Reproducibility is the name of the game

There are two basic reasons to make your research reproducible. The first is to show evidence of the correctness of your results. The second one is to enable others to make use of our methods and results. So to achieve it we need to recognize that:

  • A well-defined standard project structure means that a newcomer can begin to understand an analysis without having to look into an extensive documentation.
  • It also means that you do not necessarily have to read 100% of the code before you know where to look for very specific things.
  • A well-organized code tends to self-document, since the organization itself provides the context for its code without too much overhead.
  • Your team collaborates more easily with you on this analysis
  • Learn yourself from your analysis about the research process
  • Feel more confident in the conclusions of the project

You will get what you put: Provenance

The term “data provenance” refers to a record that explains the origin of a piece of data (in a database, document or repository) along with an explanation of how and why it arrived at the current location. Trading quants need the provenance like the trees the sunlight.

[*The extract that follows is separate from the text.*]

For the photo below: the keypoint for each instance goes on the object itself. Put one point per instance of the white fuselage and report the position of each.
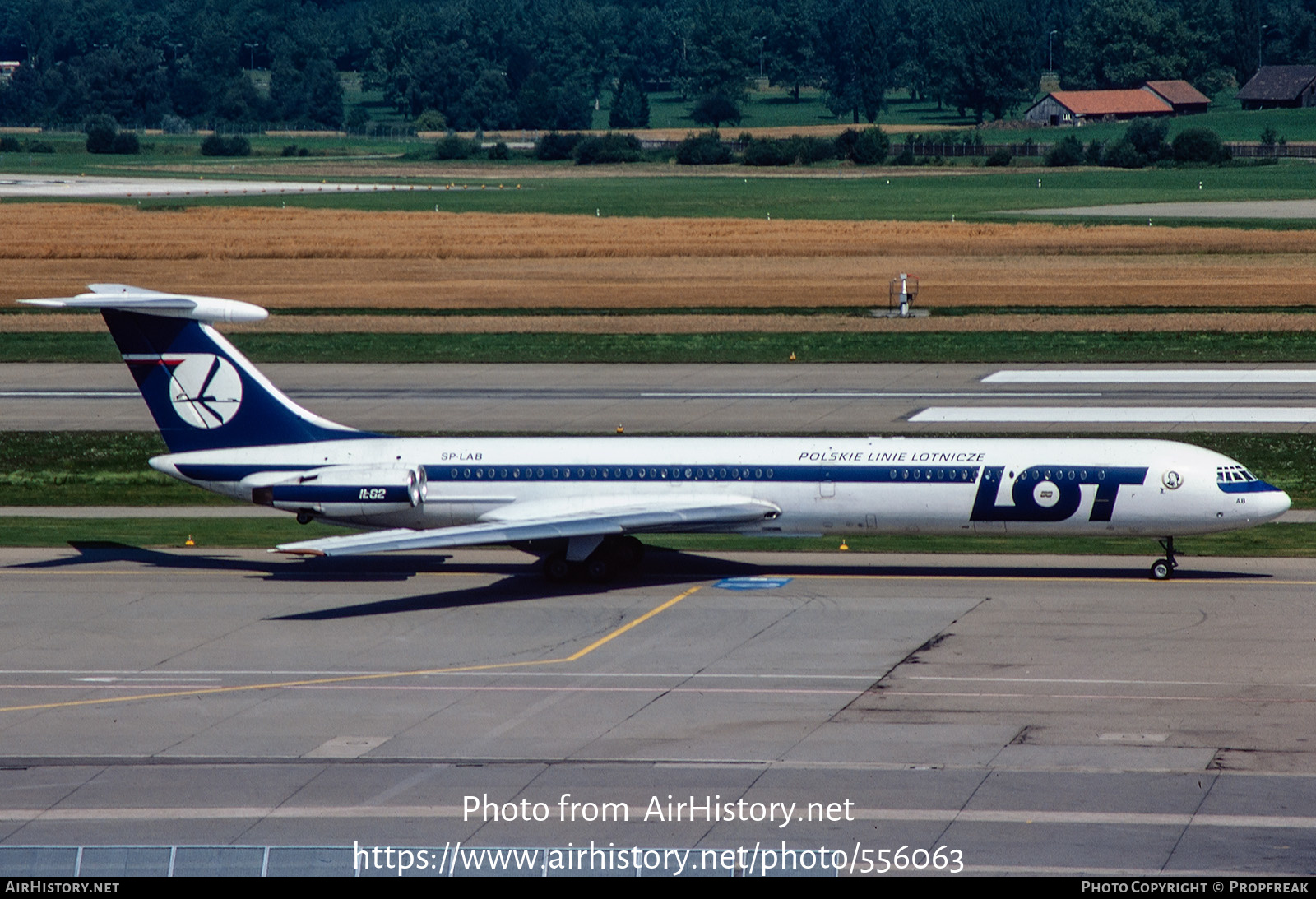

Example: In an application like quantitative strategies, a lot of data is derived from public databases or brokers, which in turn might be derived from papers but after some clearing and transformations (only the most significant data are put into the public database), which are derived from data markets. A good provenance record will keep the whole history for each piece of data. Here are some questions we have learned to ask with a sense of existential fear:

  • Are we supposed to go in and join the feature column X to the data before we get started (raw data) or did that come from one of our notebooks?
  • Come to think of it, which notebook do we have to run first before running the plotting code: was it “process data” or “clean data”?
  • Where did the shapefiles get downloaded from for the price plots?
  • Etceter, etcetera, …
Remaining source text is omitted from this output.